Grants and Contributions
About this information
In June 2016, as part of the Open Government Action Plan, the Treasury Board of Canada Secretariat (TBS) committed to increasing the transparency and usefulness of grants and contribution data and subsequently launched the Guidelines on the Reporting of Grants and Contributions Awards, effective April 1, 2018.
The rules and principles governing government grants and contributions are outlined in the Treasury Board Policy on Transfer Payments. Transfer payments are transfers of money, goods, services or assets made from an appropriation to individuals, organizations or other levels of government, without the federal government directly receiving goods or services in return, but which may require the recipient to provide a report or other information subsequent to receiving payment. These expenditures are reported in the Public Accounts of Canada. The major types of transfer payments are grants, contributions and \'other transfer payments\'.

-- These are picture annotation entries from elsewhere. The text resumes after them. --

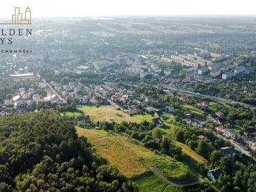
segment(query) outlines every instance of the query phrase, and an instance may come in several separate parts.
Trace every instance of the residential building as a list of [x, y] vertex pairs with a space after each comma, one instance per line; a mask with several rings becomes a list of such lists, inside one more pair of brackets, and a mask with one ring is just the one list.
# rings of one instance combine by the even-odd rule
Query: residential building
[[7, 100], [5, 100], [5, 106], [12, 106], [14, 103], [12, 102], [12, 99], [7, 99]]
[[219, 118], [223, 118], [223, 117], [224, 117], [224, 114], [223, 114], [223, 112], [215, 112], [215, 114], [216, 114], [218, 117], [219, 117]]
[[228, 78], [230, 78], [231, 77], [233, 76], [233, 71], [230, 71], [227, 73], [223, 74], [222, 74], [222, 79], [223, 80], [227, 80]]
[[240, 134], [234, 131], [233, 130], [230, 130], [229, 129], [226, 129], [225, 131], [223, 134], [226, 138], [232, 139], [234, 141], [239, 140], [240, 138]]
[[212, 170], [209, 170], [207, 173], [207, 176], [211, 180], [217, 180], [218, 178], [223, 175], [223, 172], [221, 169], [215, 169]]
[[151, 120], [151, 122], [157, 127], [163, 127], [164, 125], [163, 122], [160, 119], [160, 118], [155, 118]]
[[244, 71], [246, 69], [244, 66], [238, 67], [234, 70], [234, 74], [236, 75], [236, 74], [240, 74]]
[[234, 147], [225, 146], [220, 148], [220, 150], [224, 153], [227, 154], [229, 157], [234, 157], [236, 154]]

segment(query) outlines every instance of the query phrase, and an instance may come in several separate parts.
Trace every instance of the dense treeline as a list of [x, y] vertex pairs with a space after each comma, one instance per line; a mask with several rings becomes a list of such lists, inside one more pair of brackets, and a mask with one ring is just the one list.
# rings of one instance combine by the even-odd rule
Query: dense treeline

Included in this category, but not to be reported under proactive disclosure of awards, are (1) transfers to other levels of government such as Equalization payments as well as Canada Health and Social Transfer payments. (2) Grants and contributions reallocated or otherwise redistributed by the recipient to third parties; and (3) information that would normally be withheld under the Access to Information Act and the Privacy Act.
$24,000,000.00
Jun 3, 2024
Not-for-profit organization or charity
Integrated project to strengthen the reproductive health of women, youth and adolescents in Senegal
7459142 P012769001
This project aims to reduce preventable maternal deaths and unmet reproductive health needs by improving the availability, acceptability, and accessibility of youth-friendly quality health and reproductive services. It also seeks to empower women, youth, and adolescents in sexual and reproductive health and rights (SRHR) decision-making. The project targets 838,000 people, including vulnerable groups such as uneducated girls and people with disabilities. It focuses on regions with the lowest rates of contraceptive use in remote areas, including Kédougou, Kolda, Tambacounda, Sédhiou, Ziguinchor, and the health districts of Popenguine and the south of Dakar.

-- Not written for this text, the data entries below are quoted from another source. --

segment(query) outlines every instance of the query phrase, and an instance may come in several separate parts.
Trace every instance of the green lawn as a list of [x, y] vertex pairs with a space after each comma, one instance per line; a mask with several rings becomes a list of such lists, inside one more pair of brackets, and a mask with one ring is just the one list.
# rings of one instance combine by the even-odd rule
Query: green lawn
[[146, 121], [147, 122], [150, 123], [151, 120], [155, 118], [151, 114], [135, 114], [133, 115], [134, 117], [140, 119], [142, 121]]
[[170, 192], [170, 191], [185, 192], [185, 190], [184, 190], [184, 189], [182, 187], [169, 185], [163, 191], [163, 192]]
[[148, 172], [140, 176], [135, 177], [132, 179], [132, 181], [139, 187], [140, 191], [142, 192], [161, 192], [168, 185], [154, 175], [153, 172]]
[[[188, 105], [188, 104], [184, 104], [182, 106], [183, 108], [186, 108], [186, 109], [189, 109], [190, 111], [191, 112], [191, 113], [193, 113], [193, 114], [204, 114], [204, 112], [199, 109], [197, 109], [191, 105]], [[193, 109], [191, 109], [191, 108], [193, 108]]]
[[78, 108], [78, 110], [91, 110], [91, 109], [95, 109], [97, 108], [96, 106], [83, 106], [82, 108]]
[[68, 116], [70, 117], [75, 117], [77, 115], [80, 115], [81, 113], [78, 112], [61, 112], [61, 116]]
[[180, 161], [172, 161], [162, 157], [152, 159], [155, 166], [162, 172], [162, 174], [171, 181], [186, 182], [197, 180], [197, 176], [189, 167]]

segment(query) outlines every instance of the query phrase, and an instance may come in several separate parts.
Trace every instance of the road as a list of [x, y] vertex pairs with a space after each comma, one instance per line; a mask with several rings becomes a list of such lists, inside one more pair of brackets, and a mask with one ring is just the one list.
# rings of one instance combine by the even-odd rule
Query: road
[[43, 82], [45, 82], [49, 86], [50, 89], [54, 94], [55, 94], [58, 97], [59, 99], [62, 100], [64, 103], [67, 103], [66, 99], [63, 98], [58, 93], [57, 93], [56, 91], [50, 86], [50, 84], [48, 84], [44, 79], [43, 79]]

Project activities include: (1) providing comprehensive sexual education to youth and girls in schools and youth clubs; (2) supporting positive masculinity by scaling up the ‘husband schools’ strategy. This includes advocating for SRHR among 14,400 religious leaders and 2,300 cultural actors using a gender transformative approach. The approach seeks to actively examine, challenge, and transform the underlying causes of gender inequality rooted in inequitable social structures and institutions; (3) supplying mobile medical equipment to healthcare facilities to improve care accessibility; (4) conducting a study to obtain data on the behaviours of adolescents, youth, and women on reproductive health and family planning. This is to provide better services tailored to adolescents needs; (5) training healthcare staff in adapted and quality family planning services; and (6) developing and implementing an integrated communication strategy on reproductive health of the mother and child, gender-based violence, gender equality, and human rights.
The project draws from best practices and lessons learned from the " Improving the health and well-being of women and adolescents in Southern Senegal" project implemented with strong results by the United Nations Population Fund. This project supports Canada's commitment to global health and rights, particularly the gender-based violence neglected area of sexual and reproductive health and rights commitment.